In its order, the trial court set forth a chronology of the litigation and addressed the argument of DOR that its motion to strike was timely filed, see Goodman v. Martin County Health Department, 786 So.2d 661 (Fla. 4th DCA 2001), Department of Health and Rehabilitative Services v. Cordes, 644 So.2d 609 (Fla. 1st DCA 1994), and Heredia v. Department of Highway Safety and Motor Vehicles, 547 So.2d 1007 (Fla. 3d DCA 1989), and the Hales' competing argument that DOR had waived the requirements of section 284.30 by failing to timely assert lack of notice. See Florida Medical Center. v. Department of Health and Rehabilitative Services, 511 So.2d 677 (Fla. 1st DCA 1987). The trial court agreed with DOR that the Hales failed to satisfy the condition precedent *522 to their claim for fees by failing to serve the Department of Insurance with a copy of their complaint at the commencement of the action as required by section 284.30 and that DOR had timely filed its motion to strike.
Florida Rule of Civil Procedure 1.120(c) provides:
Conditions Precedent. In pleading the performance or occurrence of conditions precedent, it is sufficient to aver generally that all conditions precedent have been performed or have occurred. A denial of performance or occurrence shall be made specifically and with particularity.
As this court recognized in Florida Medical Center v. Department of Health and Rehabilitative Services, 511 So.2d at 678-79, giving the notice required by section 284.30 is a condition precedent to the recovery of attorney's fees against the state. While rule 1.120(c) states that it is only necessary to allege in the complaint that conditions precedent have been performed, when a statutory notice is the condition precedent, the complaint should specifically allege that the notice was given. See, generally, Philip J. Padovano, Florida Civil Practice § 7.6 (2007 ed.).

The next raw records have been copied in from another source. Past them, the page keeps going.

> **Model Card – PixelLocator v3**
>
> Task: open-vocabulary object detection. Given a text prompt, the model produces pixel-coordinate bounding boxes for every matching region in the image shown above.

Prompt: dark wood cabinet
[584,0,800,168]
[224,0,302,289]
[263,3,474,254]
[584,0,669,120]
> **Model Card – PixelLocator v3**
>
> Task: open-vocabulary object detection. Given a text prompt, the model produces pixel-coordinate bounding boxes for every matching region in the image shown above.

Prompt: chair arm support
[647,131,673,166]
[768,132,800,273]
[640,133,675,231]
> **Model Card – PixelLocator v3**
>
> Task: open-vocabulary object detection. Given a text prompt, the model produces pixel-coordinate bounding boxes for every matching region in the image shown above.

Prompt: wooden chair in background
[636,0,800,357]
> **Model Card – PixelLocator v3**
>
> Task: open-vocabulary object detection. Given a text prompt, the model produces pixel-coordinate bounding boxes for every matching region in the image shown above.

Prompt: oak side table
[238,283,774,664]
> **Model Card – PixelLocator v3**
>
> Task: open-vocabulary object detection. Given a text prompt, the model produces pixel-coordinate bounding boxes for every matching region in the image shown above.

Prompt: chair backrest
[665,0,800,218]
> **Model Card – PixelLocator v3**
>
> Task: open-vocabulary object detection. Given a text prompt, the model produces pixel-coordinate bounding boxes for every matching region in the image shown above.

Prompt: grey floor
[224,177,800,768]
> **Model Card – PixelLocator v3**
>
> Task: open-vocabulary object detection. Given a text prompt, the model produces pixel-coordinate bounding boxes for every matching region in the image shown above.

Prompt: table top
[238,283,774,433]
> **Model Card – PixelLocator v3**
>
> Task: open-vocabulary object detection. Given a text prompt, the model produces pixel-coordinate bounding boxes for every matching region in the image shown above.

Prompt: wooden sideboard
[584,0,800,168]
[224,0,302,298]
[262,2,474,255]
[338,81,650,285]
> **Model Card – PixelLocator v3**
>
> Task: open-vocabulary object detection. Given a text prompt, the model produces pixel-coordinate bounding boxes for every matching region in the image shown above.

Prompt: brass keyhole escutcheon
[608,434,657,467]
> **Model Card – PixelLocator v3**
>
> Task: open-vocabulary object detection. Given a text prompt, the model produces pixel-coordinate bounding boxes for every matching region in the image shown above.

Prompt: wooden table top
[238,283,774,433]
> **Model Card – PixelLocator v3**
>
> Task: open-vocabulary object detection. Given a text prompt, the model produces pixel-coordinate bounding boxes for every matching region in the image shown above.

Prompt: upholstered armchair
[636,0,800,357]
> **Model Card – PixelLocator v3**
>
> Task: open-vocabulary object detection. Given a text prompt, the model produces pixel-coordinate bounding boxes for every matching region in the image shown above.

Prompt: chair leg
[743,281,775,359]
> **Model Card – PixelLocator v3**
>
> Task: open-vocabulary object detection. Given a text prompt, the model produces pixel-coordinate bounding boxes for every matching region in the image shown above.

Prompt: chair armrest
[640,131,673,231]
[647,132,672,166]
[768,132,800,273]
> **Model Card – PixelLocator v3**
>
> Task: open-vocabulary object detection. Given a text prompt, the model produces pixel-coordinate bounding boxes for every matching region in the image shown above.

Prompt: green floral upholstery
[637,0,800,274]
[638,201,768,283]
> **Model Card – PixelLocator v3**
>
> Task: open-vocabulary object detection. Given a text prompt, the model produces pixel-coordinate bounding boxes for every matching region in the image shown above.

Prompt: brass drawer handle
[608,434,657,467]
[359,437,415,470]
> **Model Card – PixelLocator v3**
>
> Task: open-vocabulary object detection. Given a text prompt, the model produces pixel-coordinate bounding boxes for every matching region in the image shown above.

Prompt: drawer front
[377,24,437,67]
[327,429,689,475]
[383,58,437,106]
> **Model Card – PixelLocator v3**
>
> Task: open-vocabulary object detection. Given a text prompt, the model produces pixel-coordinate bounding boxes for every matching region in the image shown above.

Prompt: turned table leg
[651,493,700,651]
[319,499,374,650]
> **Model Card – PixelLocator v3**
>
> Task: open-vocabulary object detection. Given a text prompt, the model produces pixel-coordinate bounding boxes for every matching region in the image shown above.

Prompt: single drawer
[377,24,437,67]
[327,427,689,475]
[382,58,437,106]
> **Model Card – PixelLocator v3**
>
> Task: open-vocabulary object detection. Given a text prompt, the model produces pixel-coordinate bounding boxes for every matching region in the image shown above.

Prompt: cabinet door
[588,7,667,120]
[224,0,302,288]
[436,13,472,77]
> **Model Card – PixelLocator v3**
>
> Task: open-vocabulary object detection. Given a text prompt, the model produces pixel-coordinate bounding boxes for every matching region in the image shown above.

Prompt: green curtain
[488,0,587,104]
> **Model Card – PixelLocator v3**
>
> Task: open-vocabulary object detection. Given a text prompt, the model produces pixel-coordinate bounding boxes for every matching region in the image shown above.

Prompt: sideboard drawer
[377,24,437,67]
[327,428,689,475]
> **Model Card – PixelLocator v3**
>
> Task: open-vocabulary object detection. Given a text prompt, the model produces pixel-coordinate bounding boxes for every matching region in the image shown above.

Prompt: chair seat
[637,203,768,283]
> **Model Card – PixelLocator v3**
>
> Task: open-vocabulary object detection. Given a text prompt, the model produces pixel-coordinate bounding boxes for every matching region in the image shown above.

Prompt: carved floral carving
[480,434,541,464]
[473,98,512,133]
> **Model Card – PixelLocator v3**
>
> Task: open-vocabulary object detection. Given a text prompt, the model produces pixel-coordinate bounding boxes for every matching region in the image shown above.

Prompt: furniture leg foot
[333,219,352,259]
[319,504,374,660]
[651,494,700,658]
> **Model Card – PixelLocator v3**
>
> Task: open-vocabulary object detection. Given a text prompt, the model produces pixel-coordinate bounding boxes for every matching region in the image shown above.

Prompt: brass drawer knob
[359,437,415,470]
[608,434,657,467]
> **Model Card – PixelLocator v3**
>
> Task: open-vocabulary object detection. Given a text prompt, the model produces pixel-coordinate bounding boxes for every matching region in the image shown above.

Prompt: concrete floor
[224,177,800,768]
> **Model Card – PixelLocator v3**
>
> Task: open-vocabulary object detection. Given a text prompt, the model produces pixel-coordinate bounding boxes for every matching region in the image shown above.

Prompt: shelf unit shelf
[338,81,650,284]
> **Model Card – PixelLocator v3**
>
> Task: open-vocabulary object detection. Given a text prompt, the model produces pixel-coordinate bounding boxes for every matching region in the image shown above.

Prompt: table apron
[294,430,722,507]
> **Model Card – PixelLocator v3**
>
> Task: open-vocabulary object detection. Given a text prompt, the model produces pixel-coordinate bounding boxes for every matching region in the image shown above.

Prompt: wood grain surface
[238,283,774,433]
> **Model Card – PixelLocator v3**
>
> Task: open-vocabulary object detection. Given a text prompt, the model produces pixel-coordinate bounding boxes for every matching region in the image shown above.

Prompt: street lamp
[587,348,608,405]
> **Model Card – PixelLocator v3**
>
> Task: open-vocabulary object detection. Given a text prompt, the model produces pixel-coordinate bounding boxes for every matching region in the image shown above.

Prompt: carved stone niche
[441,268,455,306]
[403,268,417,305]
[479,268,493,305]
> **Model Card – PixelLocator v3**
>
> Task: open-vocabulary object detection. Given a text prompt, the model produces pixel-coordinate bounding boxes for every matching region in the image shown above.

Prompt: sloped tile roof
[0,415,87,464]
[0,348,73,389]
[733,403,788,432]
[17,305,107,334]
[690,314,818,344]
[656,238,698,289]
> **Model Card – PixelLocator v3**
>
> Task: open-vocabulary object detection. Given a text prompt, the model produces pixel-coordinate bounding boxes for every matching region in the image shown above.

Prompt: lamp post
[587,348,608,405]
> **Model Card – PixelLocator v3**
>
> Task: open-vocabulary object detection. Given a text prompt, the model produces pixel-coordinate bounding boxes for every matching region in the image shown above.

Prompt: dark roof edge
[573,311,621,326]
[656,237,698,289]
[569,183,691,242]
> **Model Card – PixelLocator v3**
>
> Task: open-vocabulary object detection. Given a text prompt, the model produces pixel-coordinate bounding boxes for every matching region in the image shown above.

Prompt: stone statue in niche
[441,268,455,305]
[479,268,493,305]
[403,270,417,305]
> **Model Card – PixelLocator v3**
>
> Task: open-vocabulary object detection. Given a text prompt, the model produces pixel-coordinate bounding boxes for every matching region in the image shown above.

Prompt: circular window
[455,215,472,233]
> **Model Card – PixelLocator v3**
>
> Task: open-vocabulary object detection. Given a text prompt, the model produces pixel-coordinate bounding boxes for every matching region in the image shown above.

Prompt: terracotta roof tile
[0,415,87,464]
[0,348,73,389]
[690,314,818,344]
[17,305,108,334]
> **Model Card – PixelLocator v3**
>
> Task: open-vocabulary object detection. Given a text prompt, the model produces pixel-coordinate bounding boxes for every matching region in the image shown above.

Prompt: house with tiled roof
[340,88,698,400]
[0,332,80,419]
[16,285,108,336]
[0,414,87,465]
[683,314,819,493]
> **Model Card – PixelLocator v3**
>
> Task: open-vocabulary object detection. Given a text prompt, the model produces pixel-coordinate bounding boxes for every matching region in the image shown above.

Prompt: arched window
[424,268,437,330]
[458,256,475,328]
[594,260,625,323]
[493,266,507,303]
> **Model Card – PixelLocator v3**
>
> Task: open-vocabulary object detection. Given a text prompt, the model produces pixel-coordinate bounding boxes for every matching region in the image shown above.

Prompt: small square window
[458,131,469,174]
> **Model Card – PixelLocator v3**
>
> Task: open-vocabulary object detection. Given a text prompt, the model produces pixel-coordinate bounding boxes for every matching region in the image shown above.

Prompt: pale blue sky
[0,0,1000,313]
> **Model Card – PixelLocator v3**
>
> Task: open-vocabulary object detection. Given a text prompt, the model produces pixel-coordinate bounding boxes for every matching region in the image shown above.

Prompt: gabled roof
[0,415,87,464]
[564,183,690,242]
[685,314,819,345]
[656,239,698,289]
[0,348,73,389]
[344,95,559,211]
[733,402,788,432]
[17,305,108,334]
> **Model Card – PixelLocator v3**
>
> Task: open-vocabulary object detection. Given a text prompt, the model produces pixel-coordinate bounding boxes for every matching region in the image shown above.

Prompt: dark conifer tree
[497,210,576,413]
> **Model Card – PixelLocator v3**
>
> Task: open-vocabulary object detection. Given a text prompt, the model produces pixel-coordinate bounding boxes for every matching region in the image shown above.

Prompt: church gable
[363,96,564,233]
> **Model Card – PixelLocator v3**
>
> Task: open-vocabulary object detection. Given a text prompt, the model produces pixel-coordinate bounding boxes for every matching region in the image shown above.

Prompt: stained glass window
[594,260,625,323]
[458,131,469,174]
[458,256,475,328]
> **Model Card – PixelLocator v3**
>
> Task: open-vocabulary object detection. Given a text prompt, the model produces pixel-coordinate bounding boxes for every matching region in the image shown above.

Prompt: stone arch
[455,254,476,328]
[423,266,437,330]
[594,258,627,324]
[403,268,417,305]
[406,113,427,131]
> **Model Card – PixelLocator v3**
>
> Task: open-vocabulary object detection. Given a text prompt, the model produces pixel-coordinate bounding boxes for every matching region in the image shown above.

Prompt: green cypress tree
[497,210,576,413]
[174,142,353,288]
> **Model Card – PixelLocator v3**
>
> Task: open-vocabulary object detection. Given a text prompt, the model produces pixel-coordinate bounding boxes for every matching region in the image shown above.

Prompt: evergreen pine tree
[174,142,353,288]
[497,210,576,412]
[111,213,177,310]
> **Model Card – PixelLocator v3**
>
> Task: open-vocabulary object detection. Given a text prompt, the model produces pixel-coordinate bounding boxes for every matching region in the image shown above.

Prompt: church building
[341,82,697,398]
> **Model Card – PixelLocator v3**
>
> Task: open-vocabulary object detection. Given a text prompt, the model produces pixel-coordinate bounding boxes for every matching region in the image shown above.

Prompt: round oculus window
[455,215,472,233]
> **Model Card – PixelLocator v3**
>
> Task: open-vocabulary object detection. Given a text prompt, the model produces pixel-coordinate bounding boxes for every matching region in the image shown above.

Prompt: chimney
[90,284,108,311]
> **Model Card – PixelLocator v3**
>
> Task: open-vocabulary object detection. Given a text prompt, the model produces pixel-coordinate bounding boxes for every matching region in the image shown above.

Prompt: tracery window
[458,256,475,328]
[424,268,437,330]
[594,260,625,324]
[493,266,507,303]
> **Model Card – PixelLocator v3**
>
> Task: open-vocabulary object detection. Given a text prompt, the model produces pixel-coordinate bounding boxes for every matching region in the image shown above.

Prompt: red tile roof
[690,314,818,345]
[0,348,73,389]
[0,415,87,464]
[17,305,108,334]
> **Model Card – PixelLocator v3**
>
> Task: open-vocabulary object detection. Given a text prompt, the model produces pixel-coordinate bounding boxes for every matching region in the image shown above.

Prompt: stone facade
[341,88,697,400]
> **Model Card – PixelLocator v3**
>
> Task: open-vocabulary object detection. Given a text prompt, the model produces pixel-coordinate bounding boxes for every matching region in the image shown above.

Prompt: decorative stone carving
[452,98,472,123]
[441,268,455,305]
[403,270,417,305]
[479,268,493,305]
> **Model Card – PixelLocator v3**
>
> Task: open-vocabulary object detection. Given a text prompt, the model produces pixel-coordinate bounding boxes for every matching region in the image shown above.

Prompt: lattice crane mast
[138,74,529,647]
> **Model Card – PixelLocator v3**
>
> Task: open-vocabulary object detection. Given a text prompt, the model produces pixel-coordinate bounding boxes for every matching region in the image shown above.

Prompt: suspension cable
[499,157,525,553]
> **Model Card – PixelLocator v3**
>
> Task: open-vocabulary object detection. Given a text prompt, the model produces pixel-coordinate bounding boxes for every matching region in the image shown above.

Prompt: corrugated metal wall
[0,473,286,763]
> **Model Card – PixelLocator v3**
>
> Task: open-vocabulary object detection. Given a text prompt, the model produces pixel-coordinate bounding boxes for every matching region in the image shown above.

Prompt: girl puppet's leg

The Hales' complaint contains neither a general allegation that conditions precedent were satisfied nor a specific allegation that the condition precedent of notice required by section 284.30 was satisfied. The Hales' failure to comply with rule 1.120(c) removed from DOR "the burden of denying the allegations of compliance with specificity." Florida Med. Ctr. v. Dep't of Health and Rehabilitative Servs., 511 So.2d at 679 (quoting McSwain v. Dussia, 499 So.2d 868, 870 (Fla. 1st DCA 1986)). Thus, DOR was not required to specifically allege noncompliance with section 284.30 in its answer. Goodman, 786 So.2d at 664. In Goodman, when the Martin County Health Department controverted Goodman's entitlement to an award of fees post-final judgment, under similar facts, the Fourth District Court of Appeal explained:
[The Department] could raise the issue for the first time in response to appellants' post trial motion for attorney's fees. See Dep't of Health & Rehab. Servs. v. Cordes, 644 So.2d 609, 610 (Fla. 1st DCA 1994)(holding that the state agency "timely raised § 284.30 in its motion to strike [appellee's] claim for fees" even if raised for the first time after written settlement and judgment for attorney's fees was entered).